American Tower's (AMT -0.70%) stock price hasn't been as low as it is today since 2019, roughly five years ago. However, the huge 40% drop from 2021 highs has pushed the dividend yield up to around 3.5%. That is basically the highest the yield has ever been in the real estate investment trust's (REIT's) history. If you are looking for a bargain stock, American Tower should be on your short list. 

American Tower is the cell backbone

Although American Tower owns some data centers, its core business is owning the cellular towers that allow the world to communicate without being tied to a landline. It owns 226,000 cell sites across North America, South America, Europe, Africa, and Asia. Cell towers can be highly profitable.

A group of people looking at their cell phones.

Image source: Getty Images.

With a single tenant on a tower, American tower's average gross margin is a respectable 40%. If it adds a second tenant that jumps to 74%. A third tenant, which is not at all uncommon, brings gross margin up to 83%. The company's return on investment in a tower with three tenants can be as high as 24%. 

Adding to the allure here is that demand for cellular connections is expected to continue growing. People are using more and more mobile devices over time. The demand for data is, as you would expect, expanding as a result of that and the increasing mobile consumption of media. Meanwhile, cellular providers have long been in something of an arms race to have the best and most reliable networks in an effort to attract and retain subscribers. This isn't just a U.S. phenomenon, either. While demand is particularly robust in mature markets like North America, it is also growing around the world in less developed regions that may offer stronger long-term growth prospects.

As a key provider to the companies that sell cellular service to consumers, American Tower is a picks-and-shovels play on the continuing growth in cellular usage globally.
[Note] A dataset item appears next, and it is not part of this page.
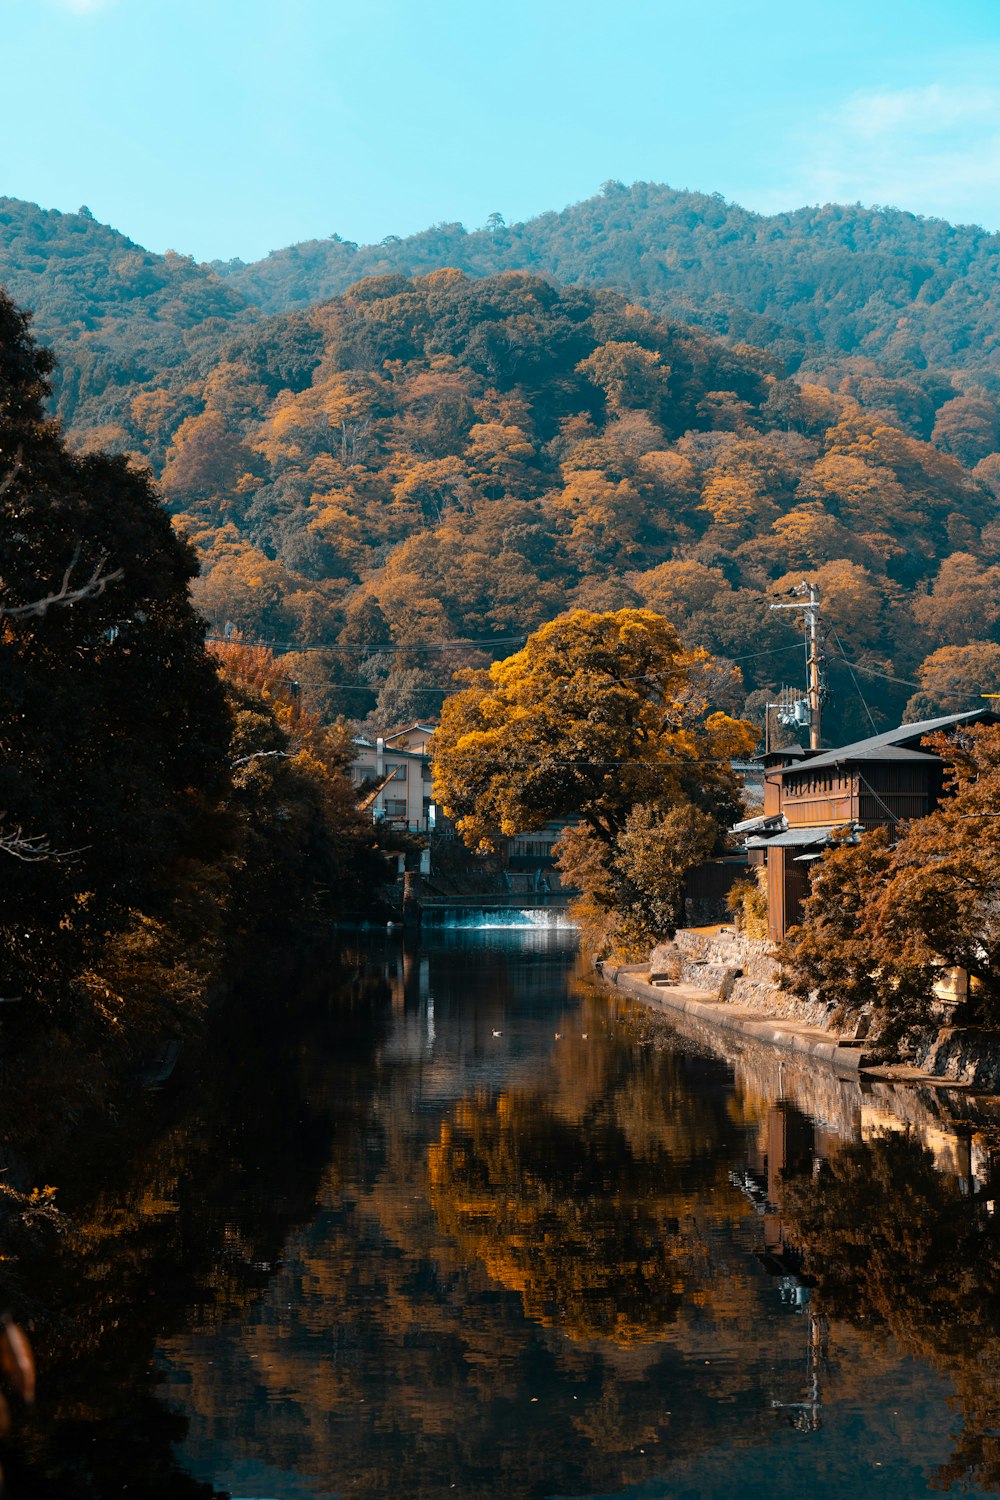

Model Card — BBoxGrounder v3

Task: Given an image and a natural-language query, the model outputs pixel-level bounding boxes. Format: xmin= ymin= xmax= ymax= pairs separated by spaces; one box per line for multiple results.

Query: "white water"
xmin=423 ymin=907 xmax=578 ymax=930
American Tower's stock is down, and that's good for you

The compelling long-term growth story behind this REIT's business is widely known. And investors bid the stock up massively at one point because of the success it was having expanding. The market, as it is prone to do, might have gotten a little too excited and priced the stock for perfection.

AMT Chart

AMT data by YCharts

No company is perfect and when American Tower suffered some headwinds, investors dumped the stock. Some of the negative issues were self-inflicted, like a costly investment in data centers that hasn't worked out as well as the company hoped. Some are just related to the natural ups and downs of the business, as customers pull back on network spending after a major upgrade cycle to 5G. The REIT seems strong enough to muddle through both with relative ease while continuing to grow its business for the future. For example, it bought $30 million worth of property in Spain and France in the second quarter.

In addition, the REIT's dividend in the second quarter was a hefty 10% higher than it was in the same period a year ago. While 10% dividend growth is down from the average annual growth of around 20% over the past decade, it's still a very attractive number. The deceleration in the dividend growth rate also makes sense, given that American Tower is a much larger company today than it was 10 years ago. 
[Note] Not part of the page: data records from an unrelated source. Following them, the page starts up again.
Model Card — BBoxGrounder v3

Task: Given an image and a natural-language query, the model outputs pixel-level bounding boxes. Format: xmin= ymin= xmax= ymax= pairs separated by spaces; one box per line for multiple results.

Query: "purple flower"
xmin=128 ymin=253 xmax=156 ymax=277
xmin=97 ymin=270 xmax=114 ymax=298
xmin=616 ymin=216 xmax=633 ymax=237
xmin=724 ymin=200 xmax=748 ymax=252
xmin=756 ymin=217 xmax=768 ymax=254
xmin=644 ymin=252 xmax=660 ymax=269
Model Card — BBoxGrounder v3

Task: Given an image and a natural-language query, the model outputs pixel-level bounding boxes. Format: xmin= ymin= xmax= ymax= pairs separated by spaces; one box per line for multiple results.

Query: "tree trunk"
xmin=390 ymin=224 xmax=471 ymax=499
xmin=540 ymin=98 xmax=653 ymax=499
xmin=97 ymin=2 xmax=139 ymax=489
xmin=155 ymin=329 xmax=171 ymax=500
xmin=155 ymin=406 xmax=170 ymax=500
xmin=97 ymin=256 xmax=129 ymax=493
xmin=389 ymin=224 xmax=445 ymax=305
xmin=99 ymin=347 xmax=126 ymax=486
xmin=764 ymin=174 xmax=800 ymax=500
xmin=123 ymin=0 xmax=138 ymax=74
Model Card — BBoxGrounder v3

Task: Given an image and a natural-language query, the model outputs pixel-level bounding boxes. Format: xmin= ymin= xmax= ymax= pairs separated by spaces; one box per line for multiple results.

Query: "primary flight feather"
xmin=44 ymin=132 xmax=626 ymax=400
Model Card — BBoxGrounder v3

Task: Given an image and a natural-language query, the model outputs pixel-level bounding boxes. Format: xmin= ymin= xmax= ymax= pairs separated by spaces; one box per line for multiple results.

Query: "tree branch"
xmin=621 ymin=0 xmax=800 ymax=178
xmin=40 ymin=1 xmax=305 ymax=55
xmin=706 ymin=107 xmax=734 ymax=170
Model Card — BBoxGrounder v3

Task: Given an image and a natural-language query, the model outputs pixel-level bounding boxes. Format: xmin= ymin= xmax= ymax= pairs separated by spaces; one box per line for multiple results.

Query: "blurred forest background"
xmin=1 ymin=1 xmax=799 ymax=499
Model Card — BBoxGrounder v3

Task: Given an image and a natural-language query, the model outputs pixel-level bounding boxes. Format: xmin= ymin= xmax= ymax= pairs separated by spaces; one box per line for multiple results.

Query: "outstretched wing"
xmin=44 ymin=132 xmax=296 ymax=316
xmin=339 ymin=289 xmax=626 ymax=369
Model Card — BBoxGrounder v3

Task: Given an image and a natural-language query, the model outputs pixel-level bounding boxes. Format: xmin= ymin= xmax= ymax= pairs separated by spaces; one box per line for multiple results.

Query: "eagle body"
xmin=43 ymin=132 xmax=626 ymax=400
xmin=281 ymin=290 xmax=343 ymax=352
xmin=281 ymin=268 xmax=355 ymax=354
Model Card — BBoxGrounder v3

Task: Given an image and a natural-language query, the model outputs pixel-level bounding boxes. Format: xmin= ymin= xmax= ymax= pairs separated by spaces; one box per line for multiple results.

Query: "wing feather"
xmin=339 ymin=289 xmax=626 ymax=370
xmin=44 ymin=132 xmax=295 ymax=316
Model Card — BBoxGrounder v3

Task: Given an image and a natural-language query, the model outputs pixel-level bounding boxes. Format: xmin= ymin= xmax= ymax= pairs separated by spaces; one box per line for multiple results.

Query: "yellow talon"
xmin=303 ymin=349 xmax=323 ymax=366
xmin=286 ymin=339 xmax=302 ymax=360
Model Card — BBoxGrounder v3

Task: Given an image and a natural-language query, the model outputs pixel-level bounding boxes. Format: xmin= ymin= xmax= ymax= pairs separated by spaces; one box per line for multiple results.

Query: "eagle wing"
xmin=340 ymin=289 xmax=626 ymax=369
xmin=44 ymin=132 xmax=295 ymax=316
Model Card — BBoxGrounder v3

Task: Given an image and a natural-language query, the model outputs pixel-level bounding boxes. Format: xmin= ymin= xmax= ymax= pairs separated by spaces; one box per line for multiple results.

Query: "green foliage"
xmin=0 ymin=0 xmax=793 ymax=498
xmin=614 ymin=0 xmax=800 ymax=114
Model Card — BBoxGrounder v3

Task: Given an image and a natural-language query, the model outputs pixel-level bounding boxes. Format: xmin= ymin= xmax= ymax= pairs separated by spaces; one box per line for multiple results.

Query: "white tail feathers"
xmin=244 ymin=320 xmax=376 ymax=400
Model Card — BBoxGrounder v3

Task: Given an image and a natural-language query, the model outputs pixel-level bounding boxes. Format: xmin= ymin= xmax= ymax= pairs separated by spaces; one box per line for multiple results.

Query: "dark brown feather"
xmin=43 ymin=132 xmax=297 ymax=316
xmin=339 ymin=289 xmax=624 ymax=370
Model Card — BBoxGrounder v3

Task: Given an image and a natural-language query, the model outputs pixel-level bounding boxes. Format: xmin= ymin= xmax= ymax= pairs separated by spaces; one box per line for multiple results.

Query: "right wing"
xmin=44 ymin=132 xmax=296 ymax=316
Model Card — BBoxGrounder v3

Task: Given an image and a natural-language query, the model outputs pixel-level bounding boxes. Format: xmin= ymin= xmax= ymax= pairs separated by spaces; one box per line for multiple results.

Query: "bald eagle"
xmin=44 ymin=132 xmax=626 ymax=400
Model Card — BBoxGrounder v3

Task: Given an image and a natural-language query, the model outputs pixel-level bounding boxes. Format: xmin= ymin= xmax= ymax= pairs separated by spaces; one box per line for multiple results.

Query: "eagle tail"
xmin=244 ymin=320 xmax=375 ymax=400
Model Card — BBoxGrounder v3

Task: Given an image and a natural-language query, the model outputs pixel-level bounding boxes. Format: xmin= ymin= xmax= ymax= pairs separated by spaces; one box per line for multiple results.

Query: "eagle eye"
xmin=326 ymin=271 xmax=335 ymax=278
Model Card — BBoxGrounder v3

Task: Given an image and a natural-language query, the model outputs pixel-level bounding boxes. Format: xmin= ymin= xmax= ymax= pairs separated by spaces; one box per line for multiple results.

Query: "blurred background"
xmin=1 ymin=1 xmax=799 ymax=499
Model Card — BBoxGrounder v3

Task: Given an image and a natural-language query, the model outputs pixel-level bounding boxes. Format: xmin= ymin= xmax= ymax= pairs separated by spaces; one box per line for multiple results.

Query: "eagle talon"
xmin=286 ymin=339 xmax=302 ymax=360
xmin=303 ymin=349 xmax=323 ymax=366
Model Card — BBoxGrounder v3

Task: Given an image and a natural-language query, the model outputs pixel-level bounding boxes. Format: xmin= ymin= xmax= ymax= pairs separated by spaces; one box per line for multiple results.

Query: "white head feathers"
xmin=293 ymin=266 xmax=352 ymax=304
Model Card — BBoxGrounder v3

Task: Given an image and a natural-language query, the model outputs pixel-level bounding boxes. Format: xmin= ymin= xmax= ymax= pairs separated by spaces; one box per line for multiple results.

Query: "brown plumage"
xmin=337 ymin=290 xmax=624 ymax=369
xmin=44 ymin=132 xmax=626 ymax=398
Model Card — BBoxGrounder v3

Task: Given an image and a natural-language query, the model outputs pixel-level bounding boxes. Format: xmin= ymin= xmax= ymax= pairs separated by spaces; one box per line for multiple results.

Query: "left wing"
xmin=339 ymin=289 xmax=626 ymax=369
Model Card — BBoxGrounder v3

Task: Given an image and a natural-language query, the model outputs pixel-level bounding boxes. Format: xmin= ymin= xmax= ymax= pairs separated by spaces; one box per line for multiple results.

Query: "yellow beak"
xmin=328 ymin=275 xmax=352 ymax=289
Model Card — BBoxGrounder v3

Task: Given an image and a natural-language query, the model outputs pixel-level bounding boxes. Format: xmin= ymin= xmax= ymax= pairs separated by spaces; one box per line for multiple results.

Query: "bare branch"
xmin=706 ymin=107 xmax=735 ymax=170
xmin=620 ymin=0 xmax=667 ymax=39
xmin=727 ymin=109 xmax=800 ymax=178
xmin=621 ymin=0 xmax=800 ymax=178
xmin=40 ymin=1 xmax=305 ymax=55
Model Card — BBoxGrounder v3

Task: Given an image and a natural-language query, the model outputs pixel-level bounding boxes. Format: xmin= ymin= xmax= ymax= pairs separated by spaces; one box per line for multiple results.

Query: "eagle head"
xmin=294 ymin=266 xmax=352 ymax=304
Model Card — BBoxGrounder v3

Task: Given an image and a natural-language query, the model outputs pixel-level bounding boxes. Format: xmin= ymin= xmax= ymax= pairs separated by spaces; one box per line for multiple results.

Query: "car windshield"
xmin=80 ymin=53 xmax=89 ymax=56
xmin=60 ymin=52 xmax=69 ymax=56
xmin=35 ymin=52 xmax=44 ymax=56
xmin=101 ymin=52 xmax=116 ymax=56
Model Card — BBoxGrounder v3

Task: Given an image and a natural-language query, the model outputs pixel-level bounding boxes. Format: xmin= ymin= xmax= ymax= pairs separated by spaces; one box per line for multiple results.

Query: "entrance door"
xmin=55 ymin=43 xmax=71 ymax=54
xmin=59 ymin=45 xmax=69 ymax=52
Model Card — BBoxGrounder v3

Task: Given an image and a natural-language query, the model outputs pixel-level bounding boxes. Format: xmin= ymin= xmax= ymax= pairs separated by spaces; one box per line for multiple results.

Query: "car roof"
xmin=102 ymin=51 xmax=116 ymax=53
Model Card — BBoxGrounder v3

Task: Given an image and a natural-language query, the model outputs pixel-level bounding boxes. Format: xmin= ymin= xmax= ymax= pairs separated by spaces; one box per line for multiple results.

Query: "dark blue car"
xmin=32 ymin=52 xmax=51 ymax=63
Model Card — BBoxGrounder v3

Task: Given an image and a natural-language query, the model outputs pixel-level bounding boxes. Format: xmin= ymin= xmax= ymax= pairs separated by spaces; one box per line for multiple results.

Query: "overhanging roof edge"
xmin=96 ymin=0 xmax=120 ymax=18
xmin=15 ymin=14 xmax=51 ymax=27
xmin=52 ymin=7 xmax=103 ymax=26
For the growth and income investor

While American Tower would probably be OK for a conservative income investor to own, the 3.5% yield, while historically high for the REIT, isn't exactly huge on an absolute basis. This stock is likely to be most appealing to growth and income investors, who will value the robust dividend growth and attractive long-term business prospects equally with the dividend yield. Yes, there are negatives today and Wall Street seems to have rethought its valuation of the REIT. But it's probably better to be about right with American Tower while it is offering a historically high yield than miss the opportunity waiting for the perfect entry point.